Two ASCII control characters are used for line endings:
- Carriage return (CR), which is ASCII character 13 in decimal, 0D in hex, and usually given as
\rin regular expressions.
- Line feed (LF), which is ASCII character 10 in decimal and 0A in hex, and usually given as
\nin regular expressions.
These control characters are a holdover from the Teletype days and represent two separate actions of the printer: returning the print head to the beginning of the line, and advancing the paper one line.
Text files on DOS and Windows computers, somewhat anachronistically, end every line with a CR+LF combination, as if they were still controlling a mechanical printer. Unix followed the lead of its predecessor Multics and used just the LF character. Apple, in both the Apple II line and the early Macintosh, also used just a single character to end lines, but it chose CR.
And therein lies BBEdit’s quirk. Under Mac OS, a regular expression search in BBEdit that looked for line endings would search for
\r. This made sense because that was the line ending for Mac-native text files. When the transition to OS X came, Bare Bones could have insisted that users search for
\n to find line endings in Unixy text files. It didn’t. Instead, regular expressions must still use
\r to find line endings, regardless of how the file is saved.

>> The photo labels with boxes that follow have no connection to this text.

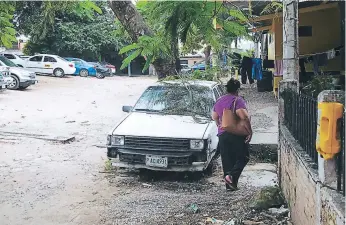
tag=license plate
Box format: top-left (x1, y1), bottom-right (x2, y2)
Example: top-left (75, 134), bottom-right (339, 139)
top-left (145, 155), bottom-right (168, 168)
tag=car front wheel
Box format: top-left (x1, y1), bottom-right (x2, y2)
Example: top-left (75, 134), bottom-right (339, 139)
top-left (7, 75), bottom-right (19, 90)
top-left (53, 68), bottom-right (65, 77)
top-left (79, 69), bottom-right (89, 77)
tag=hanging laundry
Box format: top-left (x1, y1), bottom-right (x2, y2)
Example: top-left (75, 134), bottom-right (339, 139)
top-left (263, 59), bottom-right (274, 69)
top-left (327, 49), bottom-right (336, 59)
top-left (312, 53), bottom-right (328, 75)
top-left (274, 60), bottom-right (283, 76)
top-left (252, 58), bottom-right (263, 80)
top-left (240, 56), bottom-right (254, 84)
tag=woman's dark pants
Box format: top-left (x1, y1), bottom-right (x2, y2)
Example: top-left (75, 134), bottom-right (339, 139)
top-left (219, 132), bottom-right (249, 186)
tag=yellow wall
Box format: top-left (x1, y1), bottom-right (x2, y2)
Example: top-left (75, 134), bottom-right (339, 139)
top-left (268, 8), bottom-right (342, 71)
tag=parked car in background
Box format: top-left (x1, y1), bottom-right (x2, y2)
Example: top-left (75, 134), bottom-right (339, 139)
top-left (191, 61), bottom-right (212, 71)
top-left (88, 62), bottom-right (112, 76)
top-left (24, 54), bottom-right (76, 77)
top-left (0, 71), bottom-right (6, 91)
top-left (107, 81), bottom-right (224, 171)
top-left (100, 62), bottom-right (117, 74)
top-left (180, 64), bottom-right (192, 73)
top-left (65, 57), bottom-right (104, 78)
top-left (0, 52), bottom-right (25, 67)
top-left (0, 65), bottom-right (13, 89)
top-left (0, 56), bottom-right (37, 90)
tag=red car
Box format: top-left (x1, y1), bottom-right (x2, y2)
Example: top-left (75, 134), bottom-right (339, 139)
top-left (100, 62), bottom-right (117, 74)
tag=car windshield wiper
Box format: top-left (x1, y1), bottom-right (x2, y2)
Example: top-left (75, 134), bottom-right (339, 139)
top-left (135, 109), bottom-right (159, 112)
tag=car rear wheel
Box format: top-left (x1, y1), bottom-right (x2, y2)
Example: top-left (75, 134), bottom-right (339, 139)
top-left (7, 75), bottom-right (19, 90)
top-left (96, 73), bottom-right (105, 79)
top-left (79, 69), bottom-right (89, 77)
top-left (18, 85), bottom-right (30, 90)
top-left (53, 68), bottom-right (65, 77)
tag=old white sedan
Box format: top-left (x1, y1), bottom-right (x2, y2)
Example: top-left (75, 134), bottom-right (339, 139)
top-left (23, 54), bottom-right (76, 77)
top-left (107, 81), bottom-right (228, 171)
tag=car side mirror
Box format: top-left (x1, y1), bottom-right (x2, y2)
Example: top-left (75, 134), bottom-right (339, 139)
top-left (123, 106), bottom-right (133, 113)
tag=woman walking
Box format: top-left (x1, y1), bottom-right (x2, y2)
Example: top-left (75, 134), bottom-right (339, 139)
top-left (212, 78), bottom-right (252, 191)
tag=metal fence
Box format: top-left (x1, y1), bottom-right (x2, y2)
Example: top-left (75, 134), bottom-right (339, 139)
top-left (282, 90), bottom-right (318, 165)
top-left (337, 113), bottom-right (345, 196)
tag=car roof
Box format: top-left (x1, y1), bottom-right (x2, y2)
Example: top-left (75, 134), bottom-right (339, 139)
top-left (156, 80), bottom-right (218, 88)
top-left (30, 54), bottom-right (58, 57)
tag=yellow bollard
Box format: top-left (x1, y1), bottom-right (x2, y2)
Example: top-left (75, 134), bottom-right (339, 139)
top-left (316, 102), bottom-right (344, 160)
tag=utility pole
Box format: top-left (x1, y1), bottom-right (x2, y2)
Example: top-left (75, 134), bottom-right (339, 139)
top-left (282, 0), bottom-right (299, 81)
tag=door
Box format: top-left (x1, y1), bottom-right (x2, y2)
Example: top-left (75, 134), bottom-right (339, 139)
top-left (25, 55), bottom-right (43, 73)
top-left (43, 56), bottom-right (57, 74)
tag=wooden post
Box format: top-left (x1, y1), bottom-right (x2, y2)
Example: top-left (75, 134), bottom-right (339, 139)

I assume Bare Bones decided to use a single regular expression for all line endings because it allowed its users to maintain their ingrained habits during the transition from Mac OS to OS X, and because it meant BBEdit AppleScripts with regex searches wouldn’t have to be rewritten. And if you use BBEdit to edit files from both Windows and OS X, you don’t have to think about the line endings when constructing a search—the same search will work on both file types.
Still, I have a 15-year habit of using
\n for line endings. That habit’s been reinforced not only by the text editors I’ve used, but also by the scripting languages I’ve programmed in. Too often, I’ve started filling the search field with something like this and been perplexed when it turned up no hits.
It would be easier to make the transition if I could always use
\r, but that’s not going to happen. Perl and Python both use
\n, and they’re not going to change. I’ll just have to become more flexible and context-sensitive.